Other diagnoses haven’t been as easy for me. Bipolar II was certainly not an easy one to hear and social phobia (which I only heard for the first time around a year ago) was more of a “What the hell are you talking about?” moment than anything else before I came to understand it. But, when I was 17, being able to give a name to my overwhelming sadness made the world seem less scary for a minute or two.

2 Comments »

  1. When I was first diagnosed with depression, it was a relief. An explanation for the misery I was in and had been in the majority of my life. I had my first suicidal ideations at age 5. Unfortunately I didn’t get any treatment until well into my college career.

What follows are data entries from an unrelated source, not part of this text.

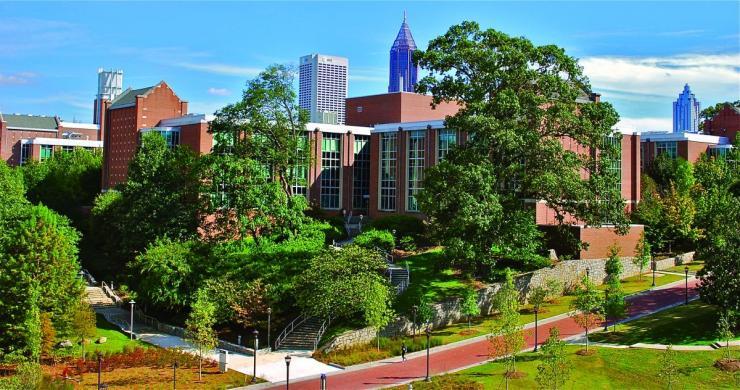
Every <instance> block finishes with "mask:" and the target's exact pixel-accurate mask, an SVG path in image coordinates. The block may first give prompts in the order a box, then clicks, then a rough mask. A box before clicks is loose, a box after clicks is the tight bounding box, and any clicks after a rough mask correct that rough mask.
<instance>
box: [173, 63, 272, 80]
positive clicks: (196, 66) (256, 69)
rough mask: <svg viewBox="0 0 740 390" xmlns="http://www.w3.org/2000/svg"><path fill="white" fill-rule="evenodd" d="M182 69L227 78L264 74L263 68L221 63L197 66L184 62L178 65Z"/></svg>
mask: <svg viewBox="0 0 740 390" xmlns="http://www.w3.org/2000/svg"><path fill="white" fill-rule="evenodd" d="M177 65H178V66H180V67H183V68H186V69H192V70H197V71H201V72H206V73H215V74H222V75H227V76H246V77H254V76H257V75H258V74H259V73H260V72H262V69H261V68H253V67H245V66H237V65H228V64H219V63H207V64H196V63H191V62H182V63H179V64H177Z"/></svg>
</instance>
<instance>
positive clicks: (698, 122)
mask: <svg viewBox="0 0 740 390" xmlns="http://www.w3.org/2000/svg"><path fill="white" fill-rule="evenodd" d="M700 110H701V105H700V103H699V102H698V101H697V100H696V97H694V94H693V93H692V92H691V88H689V85H688V84H686V85H685V86H684V87H683V92H681V94H679V95H678V100H676V101H675V102H673V132H674V133H684V132H687V133H696V132H698V131H699V112H700Z"/></svg>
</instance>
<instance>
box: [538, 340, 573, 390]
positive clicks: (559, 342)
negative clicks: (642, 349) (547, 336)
mask: <svg viewBox="0 0 740 390" xmlns="http://www.w3.org/2000/svg"><path fill="white" fill-rule="evenodd" d="M572 368H573V367H572V365H571V362H570V360H569V359H568V356H567V355H566V353H565V341H562V340H560V330H559V329H558V328H557V327H555V326H553V327H552V328H550V337H548V338H547V341H545V344H543V345H542V363H541V364H540V365H539V366H538V367H537V378H536V379H537V384H538V385H539V387H540V388H543V389H553V390H557V389H561V388H563V387H564V386H565V384H566V383H567V382H568V379H569V378H570V372H571V370H572Z"/></svg>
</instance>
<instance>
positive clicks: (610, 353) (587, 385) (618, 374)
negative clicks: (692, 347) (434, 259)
mask: <svg viewBox="0 0 740 390" xmlns="http://www.w3.org/2000/svg"><path fill="white" fill-rule="evenodd" d="M581 348H582V347H580V346H569V347H567V352H568V359H569V360H570V361H571V362H572V367H573V370H572V371H571V375H570V380H569V381H568V383H567V384H566V385H565V387H564V389H636V388H640V389H665V388H667V386H668V385H667V382H666V381H665V379H663V378H661V377H659V376H658V375H657V373H658V372H659V370H660V363H659V362H660V356H661V354H662V353H663V351H654V350H643V349H611V348H594V349H596V350H597V353H596V354H594V355H591V356H578V355H576V354H575V352H576V351H577V350H579V349H581ZM721 355H722V353H721V352H720V351H700V352H681V351H679V352H676V360H677V365H678V367H679V374H678V378H677V388H681V389H732V388H737V387H735V386H736V385H737V382H736V379H735V378H733V375H732V373H729V372H724V371H721V370H718V369H716V368H714V367H713V366H712V364H714V361H715V360H717V359H719V358H720V357H721ZM539 359H540V355H539V354H536V353H531V352H529V353H523V354H520V355H518V358H517V364H516V365H517V369H518V370H519V371H523V372H524V373H526V376H525V377H523V378H521V379H512V380H510V381H509V388H511V389H536V388H537V387H538V386H537V382H536V377H537V366H538V365H539V364H540V360H539ZM504 371H505V367H504V364H503V363H501V362H492V363H486V364H483V365H480V366H477V367H473V368H470V369H467V370H463V371H460V372H457V373H454V374H448V375H443V376H439V377H434V378H433V381H432V383H431V384H426V383H423V382H414V389H458V388H465V389H475V388H481V387H473V386H474V384H473V383H478V384H482V385H483V387H482V388H484V389H503V388H506V384H505V381H504V377H503V373H504ZM453 381H455V382H457V383H458V384H455V385H453V386H450V387H446V386H445V387H443V386H434V385H435V382H439V383H443V382H448V383H451V382H453ZM430 385H431V386H430ZM674 385H676V384H675V383H674ZM405 388H406V386H399V387H398V389H405Z"/></svg>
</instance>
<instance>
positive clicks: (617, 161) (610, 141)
mask: <svg viewBox="0 0 740 390" xmlns="http://www.w3.org/2000/svg"><path fill="white" fill-rule="evenodd" d="M604 143H605V144H606V145H611V146H613V147H614V148H615V149H616V150H617V156H616V158H611V159H609V160H610V161H609V166H608V168H607V169H608V170H609V171H610V172H613V173H614V174H615V175H616V176H617V178H618V179H619V181H618V182H617V183H616V184H615V187H616V189H617V190H620V189H621V188H622V138H621V137H620V136H618V135H616V136H608V137H605V138H604Z"/></svg>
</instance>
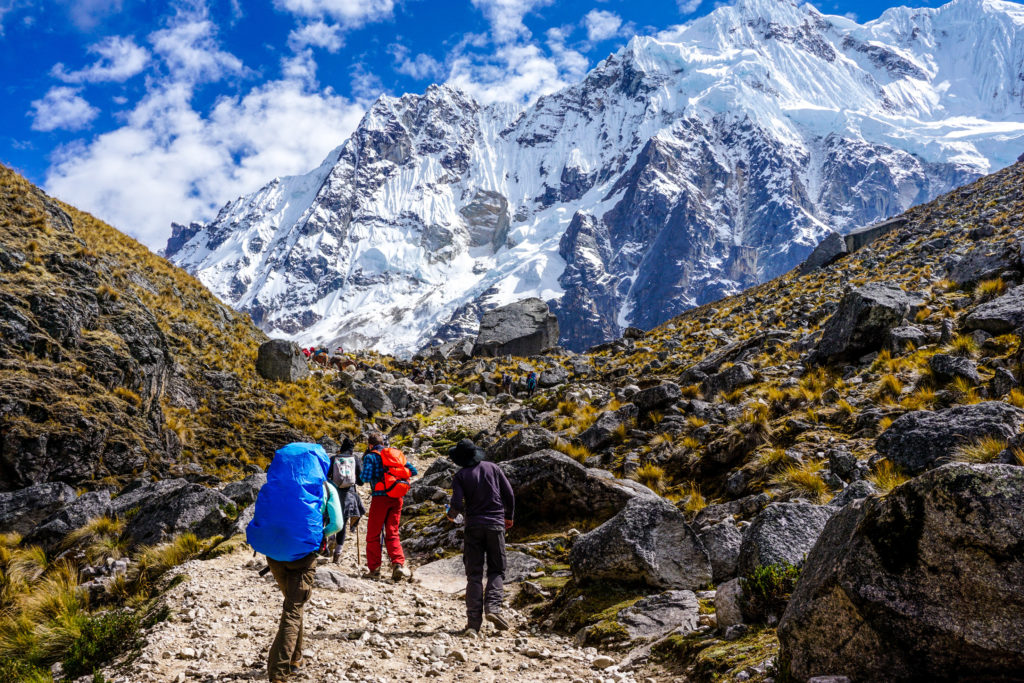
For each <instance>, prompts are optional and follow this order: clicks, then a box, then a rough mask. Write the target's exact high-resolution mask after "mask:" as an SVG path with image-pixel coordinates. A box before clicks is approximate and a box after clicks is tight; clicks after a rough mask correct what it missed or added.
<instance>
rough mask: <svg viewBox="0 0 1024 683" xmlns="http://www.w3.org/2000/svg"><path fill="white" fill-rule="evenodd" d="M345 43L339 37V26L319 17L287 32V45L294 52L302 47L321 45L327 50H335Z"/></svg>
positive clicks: (302, 47)
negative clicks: (298, 27)
mask: <svg viewBox="0 0 1024 683" xmlns="http://www.w3.org/2000/svg"><path fill="white" fill-rule="evenodd" d="M344 44H345V41H344V40H342V37H341V27H340V26H339V25H337V24H328V23H327V22H325V20H323V19H319V20H316V22H313V23H312V24H307V25H305V26H303V27H302V28H300V29H295V30H293V31H292V32H291V33H290V34H288V45H289V47H291V48H292V49H293V50H295V51H296V52H297V51H299V50H301V49H302V48H304V47H307V46H311V47H322V48H324V49H325V50H327V51H328V52H337V51H338V50H340V49H341V47H342V46H343V45H344Z"/></svg>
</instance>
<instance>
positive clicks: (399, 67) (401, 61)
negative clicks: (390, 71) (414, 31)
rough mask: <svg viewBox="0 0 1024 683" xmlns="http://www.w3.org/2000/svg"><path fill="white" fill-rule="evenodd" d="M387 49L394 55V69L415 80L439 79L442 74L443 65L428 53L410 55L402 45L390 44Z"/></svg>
mask: <svg viewBox="0 0 1024 683" xmlns="http://www.w3.org/2000/svg"><path fill="white" fill-rule="evenodd" d="M388 49H389V50H390V52H391V56H393V57H394V70H395V71H396V72H398V73H399V74H404V75H406V76H410V77H412V78H415V79H417V80H420V81H422V80H426V79H439V78H441V77H443V76H444V67H443V66H442V65H441V62H439V61H437V59H434V58H433V57H432V56H430V55H429V54H425V53H423V52H421V53H419V54H417V55H416V56H410V52H409V48H408V47H406V46H404V45H390V46H389V47H388Z"/></svg>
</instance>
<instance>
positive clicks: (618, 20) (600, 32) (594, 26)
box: [583, 9, 623, 43]
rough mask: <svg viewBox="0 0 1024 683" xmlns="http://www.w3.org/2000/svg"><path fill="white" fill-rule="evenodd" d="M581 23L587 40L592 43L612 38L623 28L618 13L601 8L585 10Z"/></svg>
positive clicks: (614, 36) (596, 42) (621, 23)
mask: <svg viewBox="0 0 1024 683" xmlns="http://www.w3.org/2000/svg"><path fill="white" fill-rule="evenodd" d="M583 24H584V27H585V28H586V29H587V40H589V41H590V42H592V43H599V42H601V41H602V40H607V39H608V38H614V37H615V36H616V35H618V30H620V29H622V28H623V19H622V17H620V16H618V14H615V13H614V12H609V11H605V10H603V9H592V10H590V11H589V12H587V15H586V16H584V17H583Z"/></svg>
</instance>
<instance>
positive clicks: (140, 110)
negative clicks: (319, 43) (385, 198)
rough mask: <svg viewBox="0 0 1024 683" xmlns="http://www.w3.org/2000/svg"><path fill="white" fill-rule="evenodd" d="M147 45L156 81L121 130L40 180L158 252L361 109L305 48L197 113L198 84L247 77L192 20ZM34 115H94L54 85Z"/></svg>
mask: <svg viewBox="0 0 1024 683" xmlns="http://www.w3.org/2000/svg"><path fill="white" fill-rule="evenodd" d="M151 41H152V43H153V52H154V57H153V61H154V65H153V71H154V72H155V73H157V74H159V75H160V76H159V77H153V78H150V79H147V80H146V88H147V90H146V93H145V94H144V95H143V96H142V98H141V99H140V100H139V101H138V102H137V103H136V104H134V105H133V106H131V108H130V109H128V110H127V111H126V112H124V113H123V115H122V117H123V124H122V125H121V126H120V127H118V128H116V129H114V130H111V131H108V132H104V133H102V134H99V135H96V136H95V137H93V138H92V139H90V140H88V141H78V142H76V143H72V144H69V145H66V146H65V147H62V148H60V150H58V151H57V152H56V153H55V154H54V155H53V156H52V157H51V164H50V168H49V169H48V171H47V176H46V182H45V185H46V188H47V190H48V191H51V193H53V194H54V195H56V196H58V197H60V198H62V199H65V200H67V201H69V202H72V203H73V204H76V205H77V206H80V207H82V208H83V209H85V210H88V211H91V212H92V213H94V214H96V215H97V216H100V217H102V218H103V219H104V220H108V221H110V222H111V223H112V224H114V225H115V226H117V227H118V228H120V229H122V230H124V231H126V232H128V233H130V234H132V236H134V237H135V238H137V239H139V240H140V241H141V242H143V243H144V244H146V245H147V246H150V247H151V248H153V249H159V248H162V247H163V246H164V243H165V242H166V239H167V236H168V233H169V231H170V224H171V222H172V221H176V222H182V221H185V222H187V221H190V220H206V219H209V218H211V217H212V216H213V215H215V213H216V210H217V209H218V208H219V207H220V206H222V205H223V204H224V203H225V202H227V201H230V200H232V199H234V198H237V197H239V196H240V195H243V194H245V193H249V191H253V190H254V189H257V188H258V187H260V186H261V185H263V184H264V183H265V182H267V180H269V179H270V178H273V177H275V176H279V175H284V174H296V173H304V172H307V171H309V170H310V169H311V168H314V167H315V166H316V165H317V164H318V163H319V162H321V161H323V159H324V157H325V156H326V155H327V154H328V153H329V152H330V151H331V150H332V148H333V147H335V146H337V145H338V144H340V143H341V142H342V141H344V139H345V138H346V137H347V136H348V135H349V134H350V133H351V132H352V130H354V128H355V126H356V125H357V123H358V121H359V119H360V118H361V116H362V113H364V111H365V110H364V106H362V105H361V104H360V103H358V102H354V101H352V100H350V99H347V98H345V97H342V96H340V95H338V94H337V93H335V92H334V91H333V90H331V89H330V88H326V89H325V88H322V87H319V85H318V84H317V83H316V80H315V71H316V65H315V61H314V60H313V58H312V51H311V49H310V48H308V47H306V48H305V49H303V50H301V51H299V52H297V53H294V54H292V55H290V56H287V57H285V58H283V59H282V76H281V77H280V78H279V79H276V80H270V81H268V82H265V83H263V84H261V85H258V86H256V87H253V88H250V89H248V90H246V89H244V90H243V91H242V94H239V95H233V96H221V97H219V98H218V99H217V100H216V101H215V102H214V103H213V104H212V105H209V106H199V105H198V104H197V103H196V101H194V100H195V93H196V89H197V87H198V86H199V85H200V84H201V83H207V82H211V81H216V80H219V79H223V78H227V77H230V76H243V77H244V76H248V75H250V74H251V72H249V70H247V69H246V68H245V66H244V65H243V63H242V61H241V60H240V59H239V58H238V57H236V56H234V55H232V54H230V53H229V52H226V51H224V50H223V49H222V48H221V46H220V44H219V43H218V41H217V39H216V30H215V27H213V26H212V25H211V24H210V23H209V22H207V20H206V19H205V18H203V17H200V16H195V15H191V16H186V15H179V16H178V17H177V18H176V20H174V22H173V23H172V24H171V26H169V27H168V28H166V29H163V30H161V31H158V32H156V33H154V34H153V35H152V36H151ZM244 82H245V81H244V79H243V80H241V81H240V83H244ZM61 106H62V108H63V109H62V110H61V109H60V108H61ZM34 108H35V109H36V110H37V113H36V126H37V128H39V129H45V128H41V127H42V126H51V127H56V125H57V124H56V122H57V121H58V119H60V118H61V117H60V116H58V115H59V113H60V112H61V111H62V112H63V116H62V123H61V124H59V125H61V126H62V127H69V126H71V125H73V124H74V125H79V126H81V125H84V124H85V123H87V122H88V120H89V119H91V118H92V117H94V116H95V110H92V108H90V106H89V105H88V103H87V102H85V101H84V100H83V99H81V97H79V96H78V95H77V93H76V91H75V90H74V89H73V88H70V87H61V88H53V89H52V90H51V91H50V93H47V96H46V97H44V98H43V100H40V102H37V103H34ZM76 116H77V119H76ZM76 121H77V122H78V123H77V124H76Z"/></svg>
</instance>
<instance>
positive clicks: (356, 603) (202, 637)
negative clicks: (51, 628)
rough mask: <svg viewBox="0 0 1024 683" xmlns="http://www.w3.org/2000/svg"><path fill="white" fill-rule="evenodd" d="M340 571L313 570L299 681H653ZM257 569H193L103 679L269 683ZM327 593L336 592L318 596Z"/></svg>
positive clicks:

    Later when received the PTSD diagnosis I was relieved but scared. Depression was one thing. But to receive a second diagnosis was overwhelming.

    My final diagnosis was Borderline Personality Disorder. I fought it, long and hard. Despite all that was going on, I couldn’t believe that the core of my personality was fundamentally flawed. But then I cooled down some. And I do accept the diagnosis now. It took me a long time. But with therapy, the borderline symptoms are pretty much under control.

    Comment by katm — April 8, 2007 @ 12:35 am

  2. Thanks for commenting, katm. I think that it’s a funny balance between finding relief in having an explanation for what’s been troubling you and then not letting yourself get stuck in believing that you have a fundamental flaw. From the little that I have read on your blog (and plans to read much more), you seem very strong at your core. I wish that they could come up with a better name for so-called “personality disorders” – even if the constellations of symptoms is accurate – for the very reason that you describe.